Il résulte des pièces du dossier qu'elle n'a été ni informée ni convoquée à l'audience du juge des libertés et de la détention d'Évry, ce qui en application des dispositions de l'article R. 3211-13 du code de la santé publique, et 117 et 119 du code de procédure civile constitue une irrégularité de fond pouvant être invoquée en tout état de cause et qui ne peut être couverte en appel; l'ordonnance entreprise doit donc être annulée en raison de cette irrégularité.

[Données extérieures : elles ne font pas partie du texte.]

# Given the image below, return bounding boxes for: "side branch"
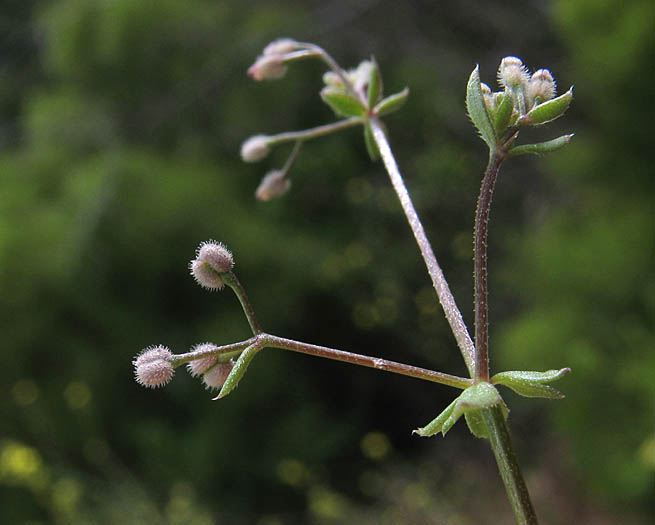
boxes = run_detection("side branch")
[260,334,473,389]
[371,118,476,377]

En application de l'article 562 du code de procédure civile et en raison de l'effet dévolutif de l'appel il y a lieu d'examiner l'affaire au fond.
Sur le fond et la mesure d'hospitalisation complète
Le certificat médical de 24 heures établi le 07 avril 2022 relève que la patiente est opposée à l'hospitalisation et à la mise en place d'un mandataire judiciaire, qu'elle souhaite retourner dans sa maison 'malgré des conditions inquiétantes qu'elle ne nie pas' (plus d'électricité depuis quatre ans, présence de rats morts et d'une vingtaine de chats non stérilisés, accumulation d'objets), que la patiente montre une 'hyper exigence à l'égard d'autrui avec difficulté à déléguer' ; le maintien de l'hospitalisation complète est préconisé pour observations cliniques.
Le certificat médical de 72 heures du 09 avril 2022 conclut à l'hospitalisation complète en raison de troubles mentaux rendant impossible son consentement, imposant des soins immédiats assortis d'une surveillance médicale constante justifiant une hospitalisation complète, relevant que Mme [K] ne semble pas s'inquiéter de sa situation de vie pouvant la mettre en danger et qu'une hospitalisation sous contrainte permettrait de travailler le volet social et de mettre hors danger la patiente, méfiante et irritable.
L'avis médical motivé du 11 avril 2022 conclut à la nécessité de poursuite de la prise en charge sous forme d'hospitalisation complète au vu des troubles constatés, il indique que Mme [K] présente des troubles de l'humeur et dénie la situation insalubre de son domicile, qu'elle banalise les éléments cliniques et les contradictions de son discours ; qu'elle indique préférer rentrer chez elle même si son logement est insalubre, précisant qu'elle 'doit rester dans sa voiture et se chauffer à l'aide de couvertures'.
Le certificat médical de situation du 21 avril 2022 indique que Mme [K], stable sur le plan comportemental, bien orientée, présente un discours cohérent, sans idée délirante ni hallucination mais qu'elle banalise l'état de son logement, sans électricité ni chauffage et objet d'un énorme encombrement de déchets domestiques, et qu'un syndrome de Diogène est fort probable.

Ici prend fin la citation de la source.